Os sindicatos de trabalhadores rurais e as Empresas de Assistência Técnica e Extensão Rural (Emater) já faziam esse trabalho junto às famílias quilombolas. A estimativa é que existam mais de 200 mil famílias quilombolas em todo o País – dessas, aproximadamente 37 mil possuem DAP. A expectativa é que esse número seja universalizado.

"Temos a perspectiva de ampliar o número de famílias beneficiadas dentro de um processo de fortalecimento da organização das comunidades, de inclusão no processo produtivo, de fortalecimento do processo de soberania e segurança alimentar e nutricional. A entrada do Incra tende a reforçar esse esforço do governo federal para assegurar que as famílias quilombolas cheguem às políticas públicas", afirma o coordenador-geral de Políticas para Povos e Comunidades Tradicionais do Ministério do Desenvolvimento Agrário (MDA), Edmilton Cerqueira.
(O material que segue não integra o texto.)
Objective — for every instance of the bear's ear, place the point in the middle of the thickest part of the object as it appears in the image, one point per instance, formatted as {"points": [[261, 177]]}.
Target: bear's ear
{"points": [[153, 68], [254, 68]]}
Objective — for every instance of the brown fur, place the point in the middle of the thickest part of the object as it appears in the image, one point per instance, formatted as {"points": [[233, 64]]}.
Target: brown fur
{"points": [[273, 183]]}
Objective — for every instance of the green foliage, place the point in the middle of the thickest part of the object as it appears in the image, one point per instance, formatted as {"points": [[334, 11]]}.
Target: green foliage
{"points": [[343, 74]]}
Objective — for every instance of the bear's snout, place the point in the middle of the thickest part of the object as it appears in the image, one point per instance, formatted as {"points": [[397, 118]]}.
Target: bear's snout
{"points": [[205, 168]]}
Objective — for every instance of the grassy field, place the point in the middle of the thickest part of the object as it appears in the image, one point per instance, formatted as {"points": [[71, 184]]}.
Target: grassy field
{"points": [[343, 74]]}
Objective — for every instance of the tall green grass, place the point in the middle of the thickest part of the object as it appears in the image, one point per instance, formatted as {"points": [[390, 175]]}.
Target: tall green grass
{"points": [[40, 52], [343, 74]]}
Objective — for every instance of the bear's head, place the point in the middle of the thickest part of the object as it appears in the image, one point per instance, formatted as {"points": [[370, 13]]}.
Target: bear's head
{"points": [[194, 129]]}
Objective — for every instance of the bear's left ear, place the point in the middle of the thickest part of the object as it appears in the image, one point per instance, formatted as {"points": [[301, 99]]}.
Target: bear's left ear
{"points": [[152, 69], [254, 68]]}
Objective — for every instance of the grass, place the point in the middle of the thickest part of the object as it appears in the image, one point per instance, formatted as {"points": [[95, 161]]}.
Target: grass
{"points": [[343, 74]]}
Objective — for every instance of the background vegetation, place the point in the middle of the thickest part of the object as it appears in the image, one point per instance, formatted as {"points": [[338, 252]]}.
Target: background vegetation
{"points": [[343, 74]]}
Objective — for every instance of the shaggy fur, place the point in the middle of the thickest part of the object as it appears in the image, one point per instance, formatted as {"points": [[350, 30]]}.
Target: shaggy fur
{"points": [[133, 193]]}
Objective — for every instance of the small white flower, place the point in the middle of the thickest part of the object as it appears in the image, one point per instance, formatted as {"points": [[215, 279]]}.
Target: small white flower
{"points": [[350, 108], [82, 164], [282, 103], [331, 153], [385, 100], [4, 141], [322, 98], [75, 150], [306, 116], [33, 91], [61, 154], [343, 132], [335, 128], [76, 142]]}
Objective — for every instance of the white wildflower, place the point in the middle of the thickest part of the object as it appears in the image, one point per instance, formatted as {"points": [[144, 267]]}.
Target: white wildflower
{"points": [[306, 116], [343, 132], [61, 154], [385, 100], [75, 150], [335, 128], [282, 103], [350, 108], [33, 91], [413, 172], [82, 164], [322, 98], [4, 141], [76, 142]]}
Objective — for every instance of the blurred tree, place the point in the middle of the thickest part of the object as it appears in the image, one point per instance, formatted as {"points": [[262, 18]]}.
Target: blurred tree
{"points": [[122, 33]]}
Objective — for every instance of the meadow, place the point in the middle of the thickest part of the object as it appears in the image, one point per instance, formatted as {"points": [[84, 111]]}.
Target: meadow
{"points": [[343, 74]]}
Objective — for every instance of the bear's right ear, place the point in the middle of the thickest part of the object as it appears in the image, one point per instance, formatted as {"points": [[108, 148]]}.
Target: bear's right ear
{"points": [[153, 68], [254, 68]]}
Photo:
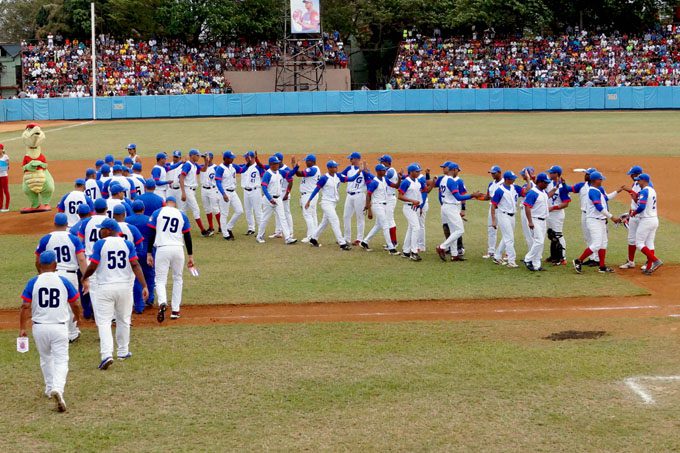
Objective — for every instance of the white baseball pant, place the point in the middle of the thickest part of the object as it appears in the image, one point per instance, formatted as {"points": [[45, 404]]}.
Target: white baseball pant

Para que a família possa ter sua declaração, é necessário, segundo a Portaria nº 90, de 31 de outubro de 2013, que ela tenha sido certificada pela Fundação Cultural Palmares, importante parceira nesse processo. Essa portaria corrige a de número 102, de dezembro de 2012, que não especificava como beneficiado o público quilombola.

Edmilton acrescenta, ainda, que o MDA fará mutirões específicos em que as famílias remanescentes terão a oportunidade de retirar a DAP. "O governo vem fazendo uma série de ações para universalizar esse importante instrumento e o Incra só vem somar a esse esforço", diz.

A Secretaria de Políticas de Promoção da Igualdade Racial (Seppir) e a Fundação Cultural Palmares são parceiros do MDA e Incra nessa ação. Dentre as políticas públicas que os quilombolas poderão acessar com a DAP, estão o Programa de Aquisição de Alimentos (PAA), Programa Nacional de Alimentação Escolar (Pnae), o Programa Nacional de Habitação Rural (PNHR) e serviços de Ater.